Now, nearly 18 months later, morale in the IT ranks may be even lower. This week we saw the beginning of a war that threatens to further delay the economic turnaround some analysts had been predicting (or perhaps wishing) would begin early this year. We also were given, courtesy of the U.S. Bureau of Labor Statistics and the American Electronics Association, what amounts to an IT employment body count.
The numbers are grim, if not surprising. In the two years from January 2001 to last December, 560,000 high-tech workers were laid off from companies such as IBM, HP, Lucent and hundreds of other companies and organizations. Many of these workers still haven't found new jobs in IT, and many have given up trying, leaving the industry for good.
Or simply stated: They're depressed. A survey of more than 1,100 North American workers conducted last September by human resources consultant Towers Perrin and released in late January reveals that more than half of the respondents reported negative emotions about their jobs and more than one-third reported "intensely negative" emotions.

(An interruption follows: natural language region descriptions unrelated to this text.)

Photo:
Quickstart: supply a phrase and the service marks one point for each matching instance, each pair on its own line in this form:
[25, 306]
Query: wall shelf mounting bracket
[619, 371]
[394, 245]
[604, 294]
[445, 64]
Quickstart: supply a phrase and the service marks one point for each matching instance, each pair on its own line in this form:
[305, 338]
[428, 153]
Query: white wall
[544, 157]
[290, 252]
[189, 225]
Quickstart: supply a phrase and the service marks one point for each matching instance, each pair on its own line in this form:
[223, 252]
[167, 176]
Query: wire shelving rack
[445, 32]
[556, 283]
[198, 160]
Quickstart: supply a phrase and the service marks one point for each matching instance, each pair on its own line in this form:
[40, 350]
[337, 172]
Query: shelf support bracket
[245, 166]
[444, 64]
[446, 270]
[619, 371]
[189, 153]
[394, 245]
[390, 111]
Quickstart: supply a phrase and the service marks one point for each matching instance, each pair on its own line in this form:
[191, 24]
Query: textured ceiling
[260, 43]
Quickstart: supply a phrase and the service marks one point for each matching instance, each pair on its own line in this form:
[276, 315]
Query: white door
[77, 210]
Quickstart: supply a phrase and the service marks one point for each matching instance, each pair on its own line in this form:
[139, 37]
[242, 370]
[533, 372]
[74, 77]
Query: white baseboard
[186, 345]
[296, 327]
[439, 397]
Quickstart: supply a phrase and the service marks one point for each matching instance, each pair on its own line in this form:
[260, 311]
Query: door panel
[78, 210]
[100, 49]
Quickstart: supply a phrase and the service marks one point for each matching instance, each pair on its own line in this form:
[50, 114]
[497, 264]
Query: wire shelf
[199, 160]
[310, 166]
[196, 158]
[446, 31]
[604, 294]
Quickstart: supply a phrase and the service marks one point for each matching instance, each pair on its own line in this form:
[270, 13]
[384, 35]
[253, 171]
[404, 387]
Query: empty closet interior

What gives? Here are workers who still have jobs while thousands of their less-fortunate peers have lost not only their jobs, but their careers, investments and homes. Are these survivors ungrateful?
No, they're just human. After all, the thrill of not getting laid off hardly is infinite. It soon is replaced by the reality of ever-increasing workloads combined with frozen or decreasing salaries. We're talking about the network manager who used to focus only on system maintenance and now also is responsible for security, the programmer who now must also conduct software testing (if anyone does that anymore, that is).
Indeed, the META Group reported this week that 71% of IT managers surveyed for the research firm's 2003 IT Staffing and Compensation Guide indicate that employee burnout has become a serious issue for them.
IT managers who are being pressured to increase return on investment while coping with fewer resources may be distinctly unsympathetic toward the emotional state of their workers. After all, times are tough and we're all under the gun these days. If they're unhappy, that's their problem.
Well, it's yours too. Because the issue isn't happiness, it's productivity. And if you're charged with improving ROI, you had better be getting the most out of your workers. That's not going to happen if they're miserable.
Further, the people you have left presumably were the best ones you had and therefore are, by definition, resources of value. (And if they weren't the best, then maybe you should have been laid off.) It behooves you and your company to take the steps necessary to improve morale among the current staff. The alternative is continued lower productivity or additional recruitment and training costs -- with no guaranteed payoff.
So what to do? I'm not suggesting you are responsible for creating a workplace utopia -- hey, it's not 1999 any more. Nonetheless, here are several tips on how to boost employee morale with an eye toward increasing ROI:
* Don't stifle initiative. One of the best ways to kill an employee's enthusiasm is to consistently dismiss their proposals and suggestions. If a worker offers an idea -- even one that you think is untenable or just plain silly -- acknowledge the effort and contribution first. They probably are trying to help the company, just like you. After that, you can tell them why it's off-target.
* Listen to them. Listening means more than waiting patiently (or impatiently) for them to stop talking so you can tell them what they said is wrong. They might be telling you something you don't know about, and it might be important. Another way to let them know you're listening is to ask them, "What do YOU think?"
* Give them the freedom to fail. I believe that one of reasons for Jupitermedia's success, oddly enough, is failure. What I mean by that is that the people who run this company aren't afraid to try new strategies or formulas. Many of our best ideas have come from lower and mid-level employees. So have some of our worst. The point is that you don't make someone walk the plank because of a noble failure. In fact, making people afraid to fail can itself guarantee failure. If someone thinks his or her job is on the line over the outcome of a project, they're going to push hard for that project -- even if it's a loser.
* Make them feel like part of a team. This is especially challenging when many workers are off-site. But regular updates about a person or group's performance and how it fits into the big picture are invaluable in building cohesion and loyalty. No one (well, except maybe a programmer) wants to work in a vacuum.
* Show interest in their career development. As noted above, workers are human beings, many of whom have professional goals and aspirations. It's always tempting when someone does a great job to want to keep them in that position. But that's unrealistic. If they're that good, they're not going to stay in the job forever. Better to keep them in the company. Again, it's not a people issue; it's an ROI issue.
Chris Nerney is executive editor of the EarthWeb.com IT Management channel.